Using FPGA and DSL to speed up HFT trading



    Researchers from the German University of Heidelberg published a story about the use of the domain-specific language DSL and FPGA to create a high-speed trading system. We bring to your attention the main thoughts of this work.

    In modern financial markets, a significant number of all operations are accounted for by automated trading systems - already in 2010, more than half of all transactions on US exchanges were made using algorithms. Among them there are those that show positive financial results if the target actions are completed faster than other traders - then the system manages to earn, if the same algorithm is ahead of it, then it will not be possible to make a profit. This type of trading is called High Frequency Trading (HFT).

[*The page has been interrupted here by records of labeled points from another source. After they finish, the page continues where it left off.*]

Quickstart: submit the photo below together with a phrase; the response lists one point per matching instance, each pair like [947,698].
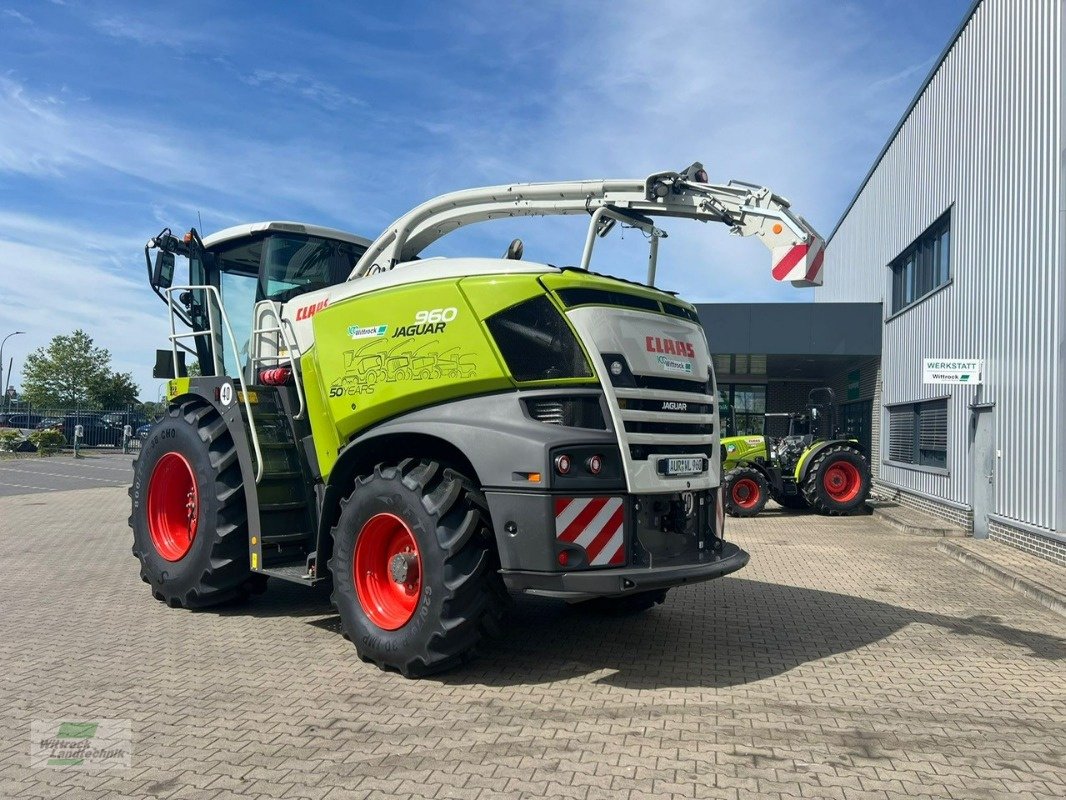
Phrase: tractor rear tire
[189,517]
[626,605]
[415,569]
[745,492]
[838,480]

    To transfer financial information about stock quotes and current buy and sell orders, special financial data transfer protocols are used (we wrote a series of articles about them ). Often for these purposes, the international protocols FIX and FAST are used . Accordingly, to improve the performance of the HFT-system, the developer needs to optimize the decoding process of FAST market data, as well as lower-level protocols.

    To solve this problem, special accelerators are often used, which allow you to transfer tasks for processing Ethernet, UDP and IP information from software to hardware - this leads to a serious increase in productivity. This article will discuss the process of creating such an accelerator engine usingdomain-specific language (DSL).

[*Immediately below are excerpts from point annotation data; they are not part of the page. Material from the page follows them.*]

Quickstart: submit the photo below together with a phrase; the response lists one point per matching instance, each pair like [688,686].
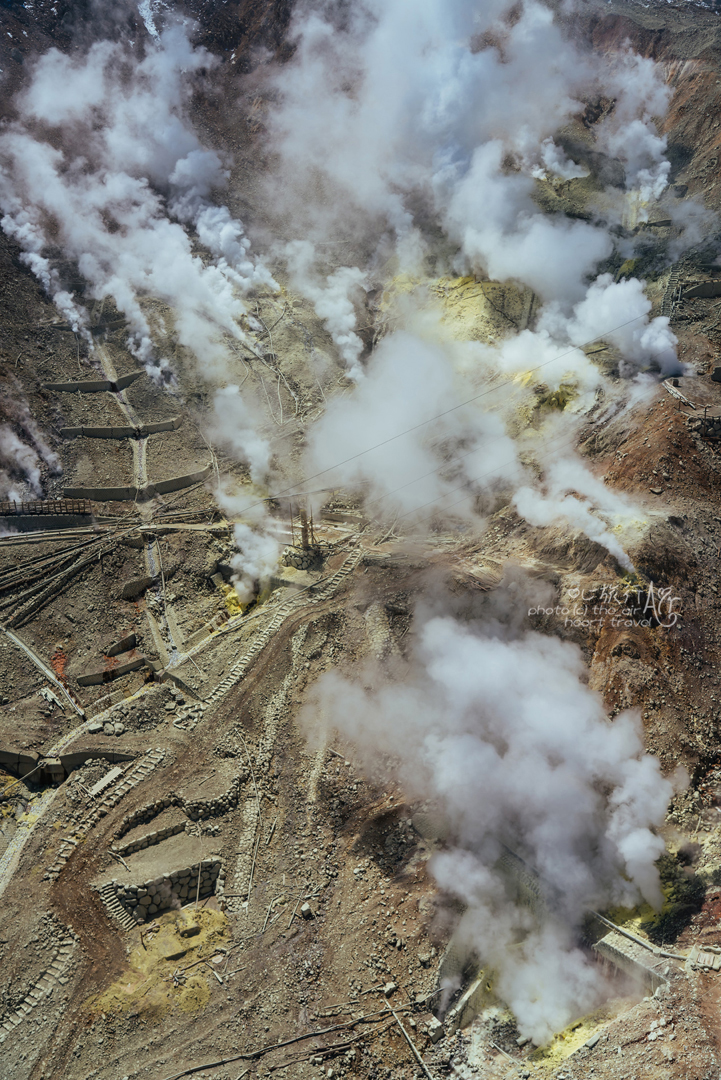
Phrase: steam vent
[359,540]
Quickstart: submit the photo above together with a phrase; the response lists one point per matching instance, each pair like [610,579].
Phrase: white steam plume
[409,379]
[498,728]
[332,301]
[231,426]
[131,174]
[450,131]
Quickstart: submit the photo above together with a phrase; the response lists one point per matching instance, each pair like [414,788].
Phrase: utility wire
[468,401]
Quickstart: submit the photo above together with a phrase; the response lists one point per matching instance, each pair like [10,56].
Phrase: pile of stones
[171,890]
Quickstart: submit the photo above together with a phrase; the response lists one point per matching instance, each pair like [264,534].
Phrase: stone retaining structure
[133,494]
[94,386]
[149,839]
[54,974]
[113,795]
[147,900]
[195,810]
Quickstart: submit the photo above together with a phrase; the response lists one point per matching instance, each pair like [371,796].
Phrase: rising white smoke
[257,557]
[23,448]
[231,426]
[450,131]
[409,379]
[332,301]
[495,726]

    Trading Infrastructure


    As a rule, three main entities are involved in the process of online trading - this is the exchange itself, tools for processing data flows from it and market participants, that is, traders. The exchange receives orders to buy or sell through the so-called gateway servers. Then the trading engine of the exchange tries to “reduce” buyers and sellers. If the transaction was successful, participants receive a notification about this. If the transaction has not yet passed and the order is in the queue, it can still be canceled.

    Data flow processors receive information about current stock prices and the queue of buy or sell orders. This information is transmitted by the exchange and should be broadcast to interested bidders as soon as possible. The FAST protocol is often used to transport data. Imagine the above trading infrastructure in the form of a scheme:



    Protocol stack


    In modern implementations of electronic commerce systems, several levels of protocols are used.

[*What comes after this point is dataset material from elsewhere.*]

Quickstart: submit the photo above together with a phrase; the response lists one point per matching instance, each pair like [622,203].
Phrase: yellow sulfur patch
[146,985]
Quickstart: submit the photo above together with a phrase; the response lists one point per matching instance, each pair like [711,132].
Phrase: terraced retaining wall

    TCP / IP, UDP and Ethernet

    The basic communication protocol used by exchanges and other market participants. Non-critical information such as stock price data is transmitted over UDP to increase speed, critical information about trading orders is transmitted over TCP / IP. Accordingly, any trading system should be able to work effectively with these protocols. In the current implementation, this UDP processing task is transferred directly to the hardware.

    Fast

    To transfer large amounts of financial data without increasing delays, the FAST protocol was developed. FAST messages consist of various fields and operators. The protocol works on top of UDP - to reduce delays, several messages are placed in one UDP frame. FAST messages do not contain size information and do not set frame options. Instead, each message is defined by a template that must be known in advance - the only way to decrypt the data stream.



    UDP frame with multiple FAST messages

    Each message begins with a “presence card” (PMAP) and a template identifier (TID). PMAP is a mask that is used to indicate which of certain fields, sequences, or groups refers to the current stream. TID is used to determine the pattern that is needed to decode the message. Templates are described using XML, as in the example below:


    Here TID equals 1, the template consists of two fields and one group. The field can be a string, an integer, with or without a sign, 32, 64-bit or decimal.

    Data compression is implemented by removing leading zeros within each data word. Stop bits are used to decode compressed data. The first seven bits of each byte are used to encode data. The eighth bit is used as a stop bit to separate fields. For decompression, this stop bit must be deleted, and the remaining 7 bits must be shifted and concatenated in all cases when the field is more than one byte.

    If there is the following binary input stream:



    These three bytes represent two fields, as indicated by the underlined stop bits. To find out the real value of the first field, assuming that it is an integer, it is enough to replace the eighth bit with zero. The result will be as follows (binary and hexadecimal value):



    The second field spans two bytes. To find out its real value, for the first seven bits of each byte you need to perform concatenation and add two zero bits. The binary and hexadecimal result will look like this:



    Making decisions


    One of the most important aspects of the algorithmic trading system is making decisions about financial transactions. In order to decide whether to buy or sell a stock, a large amount of data and resources may be required to process it. The system can take into account many parameters and variables, which are compared using tools of mathematics and statistics.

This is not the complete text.